Book The New Media Nation

Download or read book The New Media Nation written by Valerie Alia† and published by Berghahn Books. This book was released on 2010-01-01 with total page 300 pages. Available in PDF, EPUB and Kindle. Book excerpt: Around the planet, Indigenous people are using old and new technologies to amplify their voices and broadcast information to a global audience. This is the first portrait of a powerful international movement that looks both inward and outward, helping to preserve ancient languages and cultures while communicating across cultural, political, and geographical boundaries.

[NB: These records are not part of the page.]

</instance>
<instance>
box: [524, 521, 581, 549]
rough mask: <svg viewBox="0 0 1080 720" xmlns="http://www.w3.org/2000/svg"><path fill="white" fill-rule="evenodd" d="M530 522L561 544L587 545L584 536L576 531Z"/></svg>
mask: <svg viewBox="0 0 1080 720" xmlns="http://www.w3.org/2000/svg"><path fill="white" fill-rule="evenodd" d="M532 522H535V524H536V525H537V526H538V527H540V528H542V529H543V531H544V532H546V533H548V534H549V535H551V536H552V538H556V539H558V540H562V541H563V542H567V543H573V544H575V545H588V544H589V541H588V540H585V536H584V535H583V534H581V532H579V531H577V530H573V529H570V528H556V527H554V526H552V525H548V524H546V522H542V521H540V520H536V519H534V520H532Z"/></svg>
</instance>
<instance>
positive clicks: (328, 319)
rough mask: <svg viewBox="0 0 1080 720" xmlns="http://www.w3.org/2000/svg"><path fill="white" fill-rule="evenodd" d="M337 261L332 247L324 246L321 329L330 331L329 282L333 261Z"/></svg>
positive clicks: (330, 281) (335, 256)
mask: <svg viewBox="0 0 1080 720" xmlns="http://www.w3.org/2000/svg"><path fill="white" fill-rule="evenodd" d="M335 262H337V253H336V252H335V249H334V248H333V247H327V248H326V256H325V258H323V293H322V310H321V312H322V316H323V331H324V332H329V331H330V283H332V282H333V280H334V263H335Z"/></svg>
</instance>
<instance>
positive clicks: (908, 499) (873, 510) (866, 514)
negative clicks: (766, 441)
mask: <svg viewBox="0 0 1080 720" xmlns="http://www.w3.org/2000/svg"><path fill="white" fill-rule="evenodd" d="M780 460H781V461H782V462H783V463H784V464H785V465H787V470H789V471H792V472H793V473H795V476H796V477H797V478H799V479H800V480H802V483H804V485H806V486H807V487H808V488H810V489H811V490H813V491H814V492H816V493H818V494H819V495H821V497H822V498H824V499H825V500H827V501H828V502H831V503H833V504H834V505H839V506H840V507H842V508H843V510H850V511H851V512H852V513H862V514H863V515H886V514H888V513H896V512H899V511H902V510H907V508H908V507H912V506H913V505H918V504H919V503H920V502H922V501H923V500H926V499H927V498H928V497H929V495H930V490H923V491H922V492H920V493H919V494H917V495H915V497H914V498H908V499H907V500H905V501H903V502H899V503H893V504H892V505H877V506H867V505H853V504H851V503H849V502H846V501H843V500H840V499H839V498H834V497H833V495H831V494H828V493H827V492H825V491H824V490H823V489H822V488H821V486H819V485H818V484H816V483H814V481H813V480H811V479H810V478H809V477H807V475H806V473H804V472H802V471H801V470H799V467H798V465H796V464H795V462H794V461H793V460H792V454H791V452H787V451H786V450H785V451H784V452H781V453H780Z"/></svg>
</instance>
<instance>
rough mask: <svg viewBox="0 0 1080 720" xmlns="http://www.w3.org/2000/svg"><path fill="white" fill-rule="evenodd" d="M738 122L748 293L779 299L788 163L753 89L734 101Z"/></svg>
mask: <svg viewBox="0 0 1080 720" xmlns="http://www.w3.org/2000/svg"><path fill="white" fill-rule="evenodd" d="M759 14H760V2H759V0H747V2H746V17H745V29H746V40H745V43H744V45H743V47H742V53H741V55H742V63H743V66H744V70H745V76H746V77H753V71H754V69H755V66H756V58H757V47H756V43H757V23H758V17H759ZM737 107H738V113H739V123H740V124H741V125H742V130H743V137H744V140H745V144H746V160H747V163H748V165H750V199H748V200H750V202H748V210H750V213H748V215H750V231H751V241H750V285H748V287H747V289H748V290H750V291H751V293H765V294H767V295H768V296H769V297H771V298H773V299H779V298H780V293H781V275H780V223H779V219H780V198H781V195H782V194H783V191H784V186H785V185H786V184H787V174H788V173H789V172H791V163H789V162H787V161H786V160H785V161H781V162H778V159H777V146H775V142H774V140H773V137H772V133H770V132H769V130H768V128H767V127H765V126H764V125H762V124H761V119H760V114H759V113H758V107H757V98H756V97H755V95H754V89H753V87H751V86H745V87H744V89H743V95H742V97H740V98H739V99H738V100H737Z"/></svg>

Based on more than twenty years of research, observation, and work experience in Indigenous journalism, film, music, and visual art, this volume includes specialized studies of Inuit in the circumpolar north, and First Nations peoples in the Yukon and southern Canada and the United States.

Book Canadian National Cinema

Download or read book Canadian National Cinema written by Christopher E. Gittings and published by Psychology Press. This book was released on 2002 with total page 354 pages. Available in PDF, EPUB and Kindle. Book excerpt: This books traces the inscription of nation across Canada's film history, from early films of colonisation and white settlement to contemporary Canada's diverse multicultural output.